Friedrich Nietzsche ha un momento di glorificazione radicale ha scavalcato i filosofi moderni e contemporanei. Bisognerebbe capire la ragione di questa esaltazione. Perché Nietzsche è così ampiamente valutato? Elementare: in quanto percepì tutti i mali della società odierna. Percepì il dominio del commercio, dell’uomo utilitaristico, ma soprattutto l’abbassamento della qualità dovuta alla democrazia e al socialismo e, in maniera valoriale, dell’Occidente al Cristianesimo egualitarista. Per Nietzsche, nel momento in cui il povero, il malato diventano oggetto e soggetto delle attenzioni sociali e degli scopi della società, la società si annienta. Nel momento in cui vi è l’alleanza del produttore di merci e il consumatore di massa, la società è finita, in quanto, il destinatario essendo la massa, svilisce il valore, perché il valore deve abbassarsi alla massa. E questo avverrebbe anche sul terreno artistico e culturale. Trionferebbe il “filisteo colto” e insomma il predominio della gente comune, dei “ciandala”. Contro questa società, Nietzsche forgia il “proprio” razzismo. Un razzismo universale, che non ha nulla a che vedere con le religioni, la pelle e quant’altro.

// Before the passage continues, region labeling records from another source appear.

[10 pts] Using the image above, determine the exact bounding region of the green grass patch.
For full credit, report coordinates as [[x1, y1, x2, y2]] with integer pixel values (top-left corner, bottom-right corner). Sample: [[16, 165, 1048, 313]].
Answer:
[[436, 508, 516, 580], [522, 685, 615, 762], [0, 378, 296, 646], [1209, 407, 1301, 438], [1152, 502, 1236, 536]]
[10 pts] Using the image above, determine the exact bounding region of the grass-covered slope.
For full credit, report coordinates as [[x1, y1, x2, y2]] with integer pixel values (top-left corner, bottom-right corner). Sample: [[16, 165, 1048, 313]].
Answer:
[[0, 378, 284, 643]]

È un razzismo qualitativo. O si è uomini superiori, anzi “superuomini”, o si è “ciandala”, uomini qualsiasi da far sopravvivere, ma sostanzialmente schiavizzare. È tra i razzismi estremi, nel senso detto, mai concepiti. E non bisogna confonderlo con il razzismo corrente, volgare, che Nietzsche rifiutò. Ma è un razzismo spietato. Addirittura, Nietzsche perviene alla concezione delle caste induiste, una separazione netta tra gli esseri umani, ripeto: il più spietato razzismo concepito in epoca moderna, che si richiama, ovviamente, sia all’Induismo sia al mondo greco e romano. Allora, perché Nietzsche è così celebrato oggi? Per due motivi totalmente distinti. Il primo è la percezione del decadimento culturale ed estetico della nostra epoca. Il secondo è curioso e merita considerazione: proprio il piccolo borghese o non soltanto il piccolo borghese che Nietzsche dispregiava, ritenendosi ammiratore di Nietzsche e nietzschiano, ritiene di essere il “superuomo”. E magari tratta male la cameriera, considerandosi al di là del bene e del male. L’incredibile paradosso della nostra epoca è che Nietzsche è diventato l’autore prediletto dalle persone che egli disprezzava. Ma Nietzsche è responsabile di questo equivoco, involontariamente, certo. A parlare di “superuomo” e di al di là del bene e del male, qualsiasi individuo che si mostra superiore facendo del male prossimo si considera nietzschiano e superuomo. Tutto l’opposto del vero Nietzsche. Su questo equivoco del piccolo borghese nietzschiano, ho scritto nella mia biografia su Friedrich Nietzsche, Ho ucciso Dio - Nietzsche (1985, Dino Editore).